Kritik der NGOs bleibt

Die Vorschläge des Chefs der Goldraffinerie in Mendrisio stossen bei Nichtregierungsorganisationen auf Skepsis. «Entweder ist man transparent und hat nichts zu verbergen oder man ist es nicht, weil man etwas zu verbergen hat», moniert zum Beispiel Christoph Wiedmer, Co-Geschäftsleiter der Gesellschaft für bedrohte Völker. Auch vertraue er einer möglichen, staatlichen Ombudsstelle zu wenig. Der NGO-Vertreter begrüsst aber Wilds Vorschlag, zertifiziertes Gold direkt bei den kleinen Mineuren zu erwerben.
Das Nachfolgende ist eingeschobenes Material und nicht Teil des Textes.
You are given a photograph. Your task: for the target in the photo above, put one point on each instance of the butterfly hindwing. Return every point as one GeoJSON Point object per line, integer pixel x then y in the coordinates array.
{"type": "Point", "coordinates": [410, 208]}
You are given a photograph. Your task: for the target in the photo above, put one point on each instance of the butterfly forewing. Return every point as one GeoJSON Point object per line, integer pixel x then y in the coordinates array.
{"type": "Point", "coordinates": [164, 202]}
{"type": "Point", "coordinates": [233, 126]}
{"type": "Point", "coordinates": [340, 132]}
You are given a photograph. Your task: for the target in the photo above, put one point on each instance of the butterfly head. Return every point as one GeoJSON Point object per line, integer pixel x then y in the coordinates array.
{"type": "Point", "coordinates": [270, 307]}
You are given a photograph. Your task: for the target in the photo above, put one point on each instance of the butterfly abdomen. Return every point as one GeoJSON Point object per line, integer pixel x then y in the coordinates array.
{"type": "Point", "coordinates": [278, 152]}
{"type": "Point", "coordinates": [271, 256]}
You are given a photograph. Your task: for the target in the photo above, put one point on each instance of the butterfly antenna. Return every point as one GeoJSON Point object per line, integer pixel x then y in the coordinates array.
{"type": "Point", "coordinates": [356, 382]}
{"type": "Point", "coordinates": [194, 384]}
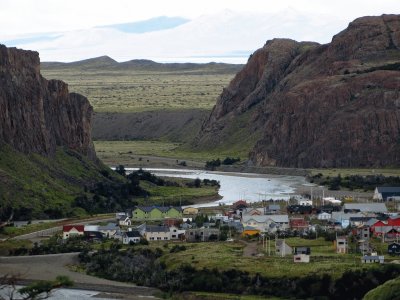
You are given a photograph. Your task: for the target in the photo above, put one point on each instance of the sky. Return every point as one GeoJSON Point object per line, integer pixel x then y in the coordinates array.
{"type": "Point", "coordinates": [63, 30]}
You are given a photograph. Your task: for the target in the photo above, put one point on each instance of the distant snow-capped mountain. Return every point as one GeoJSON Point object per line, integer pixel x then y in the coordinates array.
{"type": "Point", "coordinates": [226, 36]}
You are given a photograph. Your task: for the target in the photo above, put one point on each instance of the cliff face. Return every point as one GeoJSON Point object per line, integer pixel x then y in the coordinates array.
{"type": "Point", "coordinates": [334, 105]}
{"type": "Point", "coordinates": [37, 115]}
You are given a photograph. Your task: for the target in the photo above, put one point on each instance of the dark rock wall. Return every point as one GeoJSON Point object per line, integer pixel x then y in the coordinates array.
{"type": "Point", "coordinates": [37, 115]}
{"type": "Point", "coordinates": [334, 105]}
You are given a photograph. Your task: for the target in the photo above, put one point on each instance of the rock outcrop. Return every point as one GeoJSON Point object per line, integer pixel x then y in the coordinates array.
{"type": "Point", "coordinates": [37, 115]}
{"type": "Point", "coordinates": [333, 105]}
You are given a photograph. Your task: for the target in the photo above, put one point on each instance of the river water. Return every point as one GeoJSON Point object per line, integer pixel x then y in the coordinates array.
{"type": "Point", "coordinates": [235, 186]}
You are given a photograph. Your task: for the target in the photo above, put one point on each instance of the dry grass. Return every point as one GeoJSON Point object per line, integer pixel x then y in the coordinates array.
{"type": "Point", "coordinates": [133, 91]}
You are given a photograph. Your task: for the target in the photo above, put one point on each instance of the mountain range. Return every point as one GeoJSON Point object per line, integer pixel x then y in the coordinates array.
{"type": "Point", "coordinates": [302, 104]}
Ähnlich tönt es bei Marc Ummer, dem Gold-Fachmann des Hilfswerks Swissaid. Hinter verschlossenen Türen arbeitet er mit dem Bund, der Goldbranche, Fachleuten und NGOs zusammen an Regeln, um das Schweizer Goldgeschäft sozial und ökologisch verträglicher zu machen. Trotz bestehender Differenzen sei das Gesprächsklima deutlich besser als noch vor einigen Jahren.
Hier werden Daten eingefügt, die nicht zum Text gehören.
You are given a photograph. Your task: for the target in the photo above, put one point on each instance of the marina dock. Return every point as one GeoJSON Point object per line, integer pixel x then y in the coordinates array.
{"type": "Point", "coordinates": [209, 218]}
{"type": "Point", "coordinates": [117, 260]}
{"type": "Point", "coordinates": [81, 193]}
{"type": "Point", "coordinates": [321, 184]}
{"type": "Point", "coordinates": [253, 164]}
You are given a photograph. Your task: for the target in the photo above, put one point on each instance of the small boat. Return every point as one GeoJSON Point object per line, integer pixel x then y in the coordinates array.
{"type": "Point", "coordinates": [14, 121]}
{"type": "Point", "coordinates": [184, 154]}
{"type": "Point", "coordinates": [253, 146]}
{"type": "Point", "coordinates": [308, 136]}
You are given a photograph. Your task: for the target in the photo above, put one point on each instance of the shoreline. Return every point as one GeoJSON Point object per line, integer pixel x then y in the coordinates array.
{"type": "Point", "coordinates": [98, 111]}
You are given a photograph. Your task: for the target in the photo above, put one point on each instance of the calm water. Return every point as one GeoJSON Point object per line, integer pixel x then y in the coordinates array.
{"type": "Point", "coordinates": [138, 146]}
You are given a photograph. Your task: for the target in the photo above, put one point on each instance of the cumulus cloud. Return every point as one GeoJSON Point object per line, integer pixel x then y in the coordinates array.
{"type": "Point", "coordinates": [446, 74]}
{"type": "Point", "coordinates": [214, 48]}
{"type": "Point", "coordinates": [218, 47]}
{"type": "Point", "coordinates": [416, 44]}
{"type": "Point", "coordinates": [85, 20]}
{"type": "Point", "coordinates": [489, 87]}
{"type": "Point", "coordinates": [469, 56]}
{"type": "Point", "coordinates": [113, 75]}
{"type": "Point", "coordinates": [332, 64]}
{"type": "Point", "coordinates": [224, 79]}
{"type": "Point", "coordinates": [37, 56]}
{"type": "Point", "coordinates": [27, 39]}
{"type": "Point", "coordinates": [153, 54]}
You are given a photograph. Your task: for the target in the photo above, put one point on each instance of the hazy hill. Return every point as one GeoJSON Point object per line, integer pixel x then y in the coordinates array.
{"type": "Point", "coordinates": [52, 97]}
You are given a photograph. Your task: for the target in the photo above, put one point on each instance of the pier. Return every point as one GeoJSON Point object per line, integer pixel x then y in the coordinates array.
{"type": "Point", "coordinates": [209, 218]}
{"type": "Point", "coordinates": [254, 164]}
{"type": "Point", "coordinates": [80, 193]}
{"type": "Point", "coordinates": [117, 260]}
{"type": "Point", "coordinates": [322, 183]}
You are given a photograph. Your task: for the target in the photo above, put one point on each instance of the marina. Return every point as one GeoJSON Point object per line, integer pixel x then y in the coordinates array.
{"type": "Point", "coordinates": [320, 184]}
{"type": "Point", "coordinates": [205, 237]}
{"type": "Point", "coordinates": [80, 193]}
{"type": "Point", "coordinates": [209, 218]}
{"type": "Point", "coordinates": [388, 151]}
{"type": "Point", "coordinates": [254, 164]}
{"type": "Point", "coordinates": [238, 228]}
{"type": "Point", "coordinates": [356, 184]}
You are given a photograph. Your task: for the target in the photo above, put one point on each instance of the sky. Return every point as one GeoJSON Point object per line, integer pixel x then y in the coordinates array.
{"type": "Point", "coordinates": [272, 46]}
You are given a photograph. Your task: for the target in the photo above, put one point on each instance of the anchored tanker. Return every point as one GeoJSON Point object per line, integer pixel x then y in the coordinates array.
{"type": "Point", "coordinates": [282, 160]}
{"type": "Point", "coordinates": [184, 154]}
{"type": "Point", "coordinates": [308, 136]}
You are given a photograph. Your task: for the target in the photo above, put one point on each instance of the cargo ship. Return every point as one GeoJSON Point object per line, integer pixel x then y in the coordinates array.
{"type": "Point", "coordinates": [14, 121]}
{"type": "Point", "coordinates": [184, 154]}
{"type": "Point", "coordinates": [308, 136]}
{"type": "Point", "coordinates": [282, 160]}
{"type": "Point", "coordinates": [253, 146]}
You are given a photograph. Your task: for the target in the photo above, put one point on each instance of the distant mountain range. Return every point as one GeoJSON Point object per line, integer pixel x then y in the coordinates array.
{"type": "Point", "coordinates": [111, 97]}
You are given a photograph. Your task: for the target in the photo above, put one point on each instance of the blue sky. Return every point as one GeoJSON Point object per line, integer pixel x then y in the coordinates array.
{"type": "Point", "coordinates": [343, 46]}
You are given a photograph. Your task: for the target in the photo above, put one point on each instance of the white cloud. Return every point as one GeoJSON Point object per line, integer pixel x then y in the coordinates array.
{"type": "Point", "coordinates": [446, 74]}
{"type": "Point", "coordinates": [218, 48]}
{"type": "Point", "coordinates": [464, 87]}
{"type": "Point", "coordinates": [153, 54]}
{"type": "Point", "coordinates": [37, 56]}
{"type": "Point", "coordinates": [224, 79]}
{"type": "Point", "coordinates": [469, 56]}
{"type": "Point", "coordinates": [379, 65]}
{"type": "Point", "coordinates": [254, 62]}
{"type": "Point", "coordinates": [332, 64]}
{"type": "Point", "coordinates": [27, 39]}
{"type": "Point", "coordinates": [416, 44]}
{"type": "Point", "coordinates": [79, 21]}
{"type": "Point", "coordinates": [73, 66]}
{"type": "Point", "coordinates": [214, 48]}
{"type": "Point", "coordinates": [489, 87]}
Bund und Verarbeiter in der Pflicht

Einerseits sei nun der Bund gefordert, griffige Gesetze zu formulieren, damit neben Fragen zur Geldwäscherei und Fälschungen auch solche zu Menschenrechten geklärt würden. Andererseits müssten auch die Abnehmer von raffiniertem Gold in die Pflicht genommen werden. Banken oder die Schmuckindustrie sollten sich finanziell engagieren, um mehr Mineuren zu ermöglichen, Gold korrekt abbauen zu können.

Einig sind sich die Gesprächspartner am runden Tisch über das Ziel: Goldbarren mit gefälschten Angaben zur Herkunft des Edelmetalls sollen keine Zukunft haben.